As an example: R-2-699, the “R” is for water Rescue equipment, “2” for the type designator for 63 ft. boats and “699” the new serial or hull number. The USAF placed some importance to rescue equipment as they were the first types listed in the plan. Thus all airborne lifeboats (typically dropped by B24s or B29s) were listed under the group A-1 with following serial numbers from 1 through to 650.
A1 type Airborne Lifeboats laid up at Clark Field, Philippines in 1946
Referring to the above photo, the airborne lifeboat at Clark Field with number 419 became USAF A-1-419. In the plan the old AAF serial number was simply appended after the role and type designators – and went from A-1-3 up to A-1-449. The block A-1-501 through A-1-650 was not used.

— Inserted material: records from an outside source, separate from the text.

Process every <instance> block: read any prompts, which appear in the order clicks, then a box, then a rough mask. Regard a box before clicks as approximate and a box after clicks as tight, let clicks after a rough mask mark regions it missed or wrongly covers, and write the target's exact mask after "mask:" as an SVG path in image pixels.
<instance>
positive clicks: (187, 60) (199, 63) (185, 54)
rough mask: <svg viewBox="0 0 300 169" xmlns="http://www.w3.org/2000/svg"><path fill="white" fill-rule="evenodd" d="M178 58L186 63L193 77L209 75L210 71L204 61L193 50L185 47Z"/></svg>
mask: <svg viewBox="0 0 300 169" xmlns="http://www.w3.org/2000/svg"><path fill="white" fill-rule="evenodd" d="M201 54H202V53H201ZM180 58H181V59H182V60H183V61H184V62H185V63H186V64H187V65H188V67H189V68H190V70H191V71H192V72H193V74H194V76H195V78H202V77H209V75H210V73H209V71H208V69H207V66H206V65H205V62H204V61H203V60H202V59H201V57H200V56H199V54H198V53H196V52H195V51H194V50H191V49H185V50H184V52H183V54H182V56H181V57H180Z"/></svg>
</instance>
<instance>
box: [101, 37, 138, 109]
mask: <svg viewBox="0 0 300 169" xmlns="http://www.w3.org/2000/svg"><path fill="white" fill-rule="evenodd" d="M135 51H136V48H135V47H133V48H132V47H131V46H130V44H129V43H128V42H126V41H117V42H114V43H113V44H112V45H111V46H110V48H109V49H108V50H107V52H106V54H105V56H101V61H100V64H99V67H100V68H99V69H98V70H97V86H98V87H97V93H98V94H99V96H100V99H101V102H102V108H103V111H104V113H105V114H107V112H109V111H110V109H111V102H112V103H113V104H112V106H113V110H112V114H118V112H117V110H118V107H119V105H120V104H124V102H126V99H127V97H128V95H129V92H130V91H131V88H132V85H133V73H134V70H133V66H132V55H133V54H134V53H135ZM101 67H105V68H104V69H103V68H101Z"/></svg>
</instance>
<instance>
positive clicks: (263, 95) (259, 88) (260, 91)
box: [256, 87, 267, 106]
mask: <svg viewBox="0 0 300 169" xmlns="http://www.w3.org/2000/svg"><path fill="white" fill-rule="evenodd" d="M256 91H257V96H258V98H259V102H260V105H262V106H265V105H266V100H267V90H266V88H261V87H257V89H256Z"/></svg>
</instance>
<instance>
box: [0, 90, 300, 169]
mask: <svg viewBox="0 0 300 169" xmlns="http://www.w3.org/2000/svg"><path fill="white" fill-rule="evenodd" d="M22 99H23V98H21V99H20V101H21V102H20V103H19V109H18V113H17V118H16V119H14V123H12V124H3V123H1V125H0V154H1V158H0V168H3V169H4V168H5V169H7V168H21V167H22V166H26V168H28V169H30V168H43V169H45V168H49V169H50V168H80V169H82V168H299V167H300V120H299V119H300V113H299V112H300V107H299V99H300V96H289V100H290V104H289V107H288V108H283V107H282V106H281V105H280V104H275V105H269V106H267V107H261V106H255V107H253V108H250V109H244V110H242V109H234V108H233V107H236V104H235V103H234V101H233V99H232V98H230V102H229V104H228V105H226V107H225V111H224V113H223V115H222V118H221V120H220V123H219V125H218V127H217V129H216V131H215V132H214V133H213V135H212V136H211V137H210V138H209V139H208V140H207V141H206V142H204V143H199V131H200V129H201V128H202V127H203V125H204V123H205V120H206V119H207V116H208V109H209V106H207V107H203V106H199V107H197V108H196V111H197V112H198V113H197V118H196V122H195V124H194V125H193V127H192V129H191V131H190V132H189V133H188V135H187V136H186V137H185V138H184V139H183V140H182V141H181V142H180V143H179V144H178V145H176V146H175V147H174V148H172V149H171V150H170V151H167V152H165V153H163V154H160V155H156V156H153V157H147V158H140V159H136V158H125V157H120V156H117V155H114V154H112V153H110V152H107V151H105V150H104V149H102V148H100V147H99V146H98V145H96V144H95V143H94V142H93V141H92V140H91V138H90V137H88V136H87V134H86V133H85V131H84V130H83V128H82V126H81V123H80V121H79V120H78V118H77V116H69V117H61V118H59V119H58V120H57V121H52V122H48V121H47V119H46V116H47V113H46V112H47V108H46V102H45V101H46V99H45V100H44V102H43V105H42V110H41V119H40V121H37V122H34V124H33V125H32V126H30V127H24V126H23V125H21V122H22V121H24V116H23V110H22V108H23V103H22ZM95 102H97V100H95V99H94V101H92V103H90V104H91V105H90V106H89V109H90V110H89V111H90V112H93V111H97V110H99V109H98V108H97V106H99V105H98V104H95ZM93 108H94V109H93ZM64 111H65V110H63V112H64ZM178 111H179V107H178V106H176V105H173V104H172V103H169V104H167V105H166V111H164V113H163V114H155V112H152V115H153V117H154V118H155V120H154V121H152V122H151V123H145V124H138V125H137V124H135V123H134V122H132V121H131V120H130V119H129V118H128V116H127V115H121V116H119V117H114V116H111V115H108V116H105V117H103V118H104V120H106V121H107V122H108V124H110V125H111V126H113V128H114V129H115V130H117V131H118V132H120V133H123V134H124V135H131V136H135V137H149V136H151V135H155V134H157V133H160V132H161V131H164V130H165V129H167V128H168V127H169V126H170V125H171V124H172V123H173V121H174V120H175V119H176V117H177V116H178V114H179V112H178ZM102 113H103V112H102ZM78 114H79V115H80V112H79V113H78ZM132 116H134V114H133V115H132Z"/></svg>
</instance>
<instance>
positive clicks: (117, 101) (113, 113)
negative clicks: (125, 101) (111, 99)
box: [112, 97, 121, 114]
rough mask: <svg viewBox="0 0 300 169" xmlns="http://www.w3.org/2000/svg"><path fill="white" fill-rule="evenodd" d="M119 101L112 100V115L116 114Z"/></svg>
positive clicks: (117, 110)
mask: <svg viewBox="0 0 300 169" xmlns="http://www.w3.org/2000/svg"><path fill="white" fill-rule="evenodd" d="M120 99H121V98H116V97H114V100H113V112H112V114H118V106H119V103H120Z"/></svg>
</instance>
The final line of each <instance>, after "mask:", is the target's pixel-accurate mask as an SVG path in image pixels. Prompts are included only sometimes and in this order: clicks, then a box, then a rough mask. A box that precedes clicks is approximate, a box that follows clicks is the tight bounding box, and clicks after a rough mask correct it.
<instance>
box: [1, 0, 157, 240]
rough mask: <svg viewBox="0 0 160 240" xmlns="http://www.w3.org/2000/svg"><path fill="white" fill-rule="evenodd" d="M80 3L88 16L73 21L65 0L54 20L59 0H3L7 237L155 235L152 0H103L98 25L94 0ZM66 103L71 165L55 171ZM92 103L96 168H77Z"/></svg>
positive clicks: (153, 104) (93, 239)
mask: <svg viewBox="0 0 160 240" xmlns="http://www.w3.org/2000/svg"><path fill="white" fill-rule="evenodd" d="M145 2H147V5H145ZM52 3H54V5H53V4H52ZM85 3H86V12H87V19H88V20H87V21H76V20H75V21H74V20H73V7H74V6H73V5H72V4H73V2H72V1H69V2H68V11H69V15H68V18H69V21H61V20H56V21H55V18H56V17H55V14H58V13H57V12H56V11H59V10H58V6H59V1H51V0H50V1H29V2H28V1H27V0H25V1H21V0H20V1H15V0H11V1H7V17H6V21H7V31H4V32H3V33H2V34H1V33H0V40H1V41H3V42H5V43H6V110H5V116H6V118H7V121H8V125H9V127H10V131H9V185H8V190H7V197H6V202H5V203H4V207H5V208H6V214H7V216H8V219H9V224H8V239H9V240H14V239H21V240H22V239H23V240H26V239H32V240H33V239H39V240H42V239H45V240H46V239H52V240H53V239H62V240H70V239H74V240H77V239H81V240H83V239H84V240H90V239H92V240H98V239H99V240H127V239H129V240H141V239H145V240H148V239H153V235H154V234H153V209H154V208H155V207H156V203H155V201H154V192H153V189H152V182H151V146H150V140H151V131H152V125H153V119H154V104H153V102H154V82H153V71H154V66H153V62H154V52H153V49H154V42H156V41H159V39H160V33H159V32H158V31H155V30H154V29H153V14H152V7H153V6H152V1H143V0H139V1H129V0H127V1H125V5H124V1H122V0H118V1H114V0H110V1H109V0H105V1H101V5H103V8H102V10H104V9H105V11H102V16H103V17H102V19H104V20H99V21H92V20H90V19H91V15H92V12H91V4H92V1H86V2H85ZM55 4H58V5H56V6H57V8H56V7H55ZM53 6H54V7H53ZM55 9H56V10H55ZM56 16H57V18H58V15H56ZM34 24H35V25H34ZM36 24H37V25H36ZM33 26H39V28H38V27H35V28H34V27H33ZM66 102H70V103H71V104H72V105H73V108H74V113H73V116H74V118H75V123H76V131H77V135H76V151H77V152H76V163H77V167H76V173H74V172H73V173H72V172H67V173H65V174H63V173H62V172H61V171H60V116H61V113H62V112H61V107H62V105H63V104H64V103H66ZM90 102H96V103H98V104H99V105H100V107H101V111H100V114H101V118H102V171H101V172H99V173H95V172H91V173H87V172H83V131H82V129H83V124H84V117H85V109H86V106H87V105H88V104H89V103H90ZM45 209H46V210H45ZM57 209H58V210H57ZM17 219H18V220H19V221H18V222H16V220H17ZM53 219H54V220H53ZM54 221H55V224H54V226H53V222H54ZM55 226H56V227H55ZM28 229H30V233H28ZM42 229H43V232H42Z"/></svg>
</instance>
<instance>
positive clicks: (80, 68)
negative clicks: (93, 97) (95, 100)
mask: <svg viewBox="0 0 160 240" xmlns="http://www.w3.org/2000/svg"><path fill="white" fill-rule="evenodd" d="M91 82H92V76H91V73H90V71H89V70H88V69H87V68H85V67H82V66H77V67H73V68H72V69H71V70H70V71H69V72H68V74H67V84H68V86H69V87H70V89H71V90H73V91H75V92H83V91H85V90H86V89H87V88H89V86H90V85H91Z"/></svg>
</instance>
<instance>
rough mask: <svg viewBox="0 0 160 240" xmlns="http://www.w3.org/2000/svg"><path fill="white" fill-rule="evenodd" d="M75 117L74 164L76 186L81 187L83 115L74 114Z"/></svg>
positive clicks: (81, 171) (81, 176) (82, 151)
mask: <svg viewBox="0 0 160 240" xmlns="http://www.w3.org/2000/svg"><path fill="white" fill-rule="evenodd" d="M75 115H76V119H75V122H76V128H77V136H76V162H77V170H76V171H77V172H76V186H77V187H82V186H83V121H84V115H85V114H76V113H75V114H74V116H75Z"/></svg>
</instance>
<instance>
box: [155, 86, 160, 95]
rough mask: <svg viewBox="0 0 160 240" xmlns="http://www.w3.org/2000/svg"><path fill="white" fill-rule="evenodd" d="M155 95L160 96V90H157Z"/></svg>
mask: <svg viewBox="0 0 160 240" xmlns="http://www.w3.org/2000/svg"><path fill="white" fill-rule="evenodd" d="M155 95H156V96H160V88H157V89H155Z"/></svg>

The next craft listed were the 85 ft. rescue boats under USAF R-1-652 through to R-1-687. The 63 ft. boats were R-2-688 through to R-2-733. Mk2 series boats were the WW II design 63 footers built in 1953-54 and were marked R-37 while the updated design Mk3 and Mk4 also built in 1953-54 wore R-37A. Later all 63 ft. boats were re-designated R-63.
The End of an Era
In the fall of 1956 when Rescue Boat Flights ( USAF term for squadrons) closed, a relatively few boats were transferred to special units and the rest surplused. When MacDill closed its CRB Flight the boats were disbursed to other Florida bases and Panama. The Army Corps of Engineers got many R-37A boats (63 footers) Many of the older P-boats would eventually end up in the Sea Scout Program and became their property. The Sea Scouts and their sponsoring organization became responsible for the operation and maintenance of these vessels in sea worthy condition. Eventually, due to the increased maintenance that comes with age, and the fact that a 63' boat is a lot of boat for a group of teenagers, the boats were retired, one way or another. Others were converted to yachts, fishing boats, work boats and ferries.